How to get all repositories of an enterprise on GitHub Enterprise Cloud

06 Aug 2023 | #tech

GitHub Enterprise Cloud is an enterprise version of GitHub.com “designed for large businesses or teams who collaborate on GitHub.com”(source). There is a strong emphasis on security, which extends to strong limits on programmatic access, especially to enterprise-wide resources, so getting all organizations or all repositories of the enterprise becomes non-trivial. This guide will describe how to do just these.

Goal

The goal is to get all current and future organizations and repositories that belong to the enterprise. It needs to handle new organizations added without additional configuration.

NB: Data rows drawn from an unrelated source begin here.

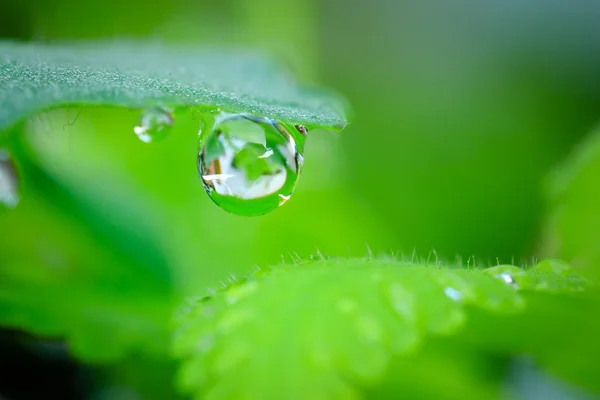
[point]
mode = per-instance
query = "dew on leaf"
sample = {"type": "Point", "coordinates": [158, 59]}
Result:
{"type": "Point", "coordinates": [509, 274]}
{"type": "Point", "coordinates": [9, 184]}
{"type": "Point", "coordinates": [453, 294]}
{"type": "Point", "coordinates": [249, 165]}
{"type": "Point", "coordinates": [155, 124]}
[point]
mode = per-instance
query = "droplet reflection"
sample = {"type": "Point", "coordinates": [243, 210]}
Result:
{"type": "Point", "coordinates": [249, 165]}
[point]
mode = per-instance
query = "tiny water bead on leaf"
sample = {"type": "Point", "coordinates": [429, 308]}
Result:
{"type": "Point", "coordinates": [155, 124]}
{"type": "Point", "coordinates": [249, 165]}
{"type": "Point", "coordinates": [9, 184]}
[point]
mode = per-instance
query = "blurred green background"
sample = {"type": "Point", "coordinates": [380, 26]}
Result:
{"type": "Point", "coordinates": [460, 111]}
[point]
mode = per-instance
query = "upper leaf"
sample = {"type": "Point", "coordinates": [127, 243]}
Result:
{"type": "Point", "coordinates": [336, 324]}
{"type": "Point", "coordinates": [34, 77]}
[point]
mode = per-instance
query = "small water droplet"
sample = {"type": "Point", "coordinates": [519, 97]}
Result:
{"type": "Point", "coordinates": [249, 165]}
{"type": "Point", "coordinates": [9, 183]}
{"type": "Point", "coordinates": [453, 294]}
{"type": "Point", "coordinates": [507, 278]}
{"type": "Point", "coordinates": [510, 275]}
{"type": "Point", "coordinates": [155, 124]}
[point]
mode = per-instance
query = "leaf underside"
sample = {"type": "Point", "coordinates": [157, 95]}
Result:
{"type": "Point", "coordinates": [338, 324]}
{"type": "Point", "coordinates": [36, 77]}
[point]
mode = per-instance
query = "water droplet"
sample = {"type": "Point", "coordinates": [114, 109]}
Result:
{"type": "Point", "coordinates": [249, 165]}
{"type": "Point", "coordinates": [510, 275]}
{"type": "Point", "coordinates": [9, 184]}
{"type": "Point", "coordinates": [155, 124]}
{"type": "Point", "coordinates": [507, 278]}
{"type": "Point", "coordinates": [453, 294]}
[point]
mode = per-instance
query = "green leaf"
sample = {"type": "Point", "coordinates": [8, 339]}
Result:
{"type": "Point", "coordinates": [337, 324]}
{"type": "Point", "coordinates": [36, 77]}
{"type": "Point", "coordinates": [63, 276]}
{"type": "Point", "coordinates": [573, 194]}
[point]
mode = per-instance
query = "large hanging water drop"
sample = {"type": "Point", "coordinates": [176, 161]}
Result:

So on a high level: we need an identity with enough permissions to access these resources, then use that identity to call an API. GitHub has a REST API that looks like it could work.

What doesn’t work

While the docs mention the use-case of machine accounts these use licenses, so it is generally recommended to use GitHub Apps instead. However GitHub Apps can only be installed either on repositories or on organizations, so while this could work, it would need to be installed on all new orgs manually (there doesn’t seem to be any API that would install GitHub apps). So we have to use machine accounts.

Authenticating with a machine account’s username and password is not supported, so we have to use tokens.

There are two types of tokens:

Fine-grained personal access tokens: these are scoped to a single organization, so won’t work for us
Personal access tokens (classic): these are can access the entire enterprise, so generating them for a machine account that has sufficient permissions coud work. However there is a problem if orgs in the enterprise enforce SAML single sign-on (SSO) for authentication: one needs to authorize the token for each of these orgs manually. This again doesn’t fit our use-case.

GraphQL to the rescue

So all of the above is based on the REST API docs, but Gihub also has a GraphQL API with different controls on the token. One can get all orgs of an enterprise using this query:

query {
    enterprise(slug: "NAME_OF_THE_ENTERPRISE") {
        organizations(first: 100) {
            nodes {
                login
            }
        }
    }
}

Unfortunately this doesn’t work with GitHub Apps, however it works with any user of the enterprise and it returns all organizations, including the ones the user is not a member of.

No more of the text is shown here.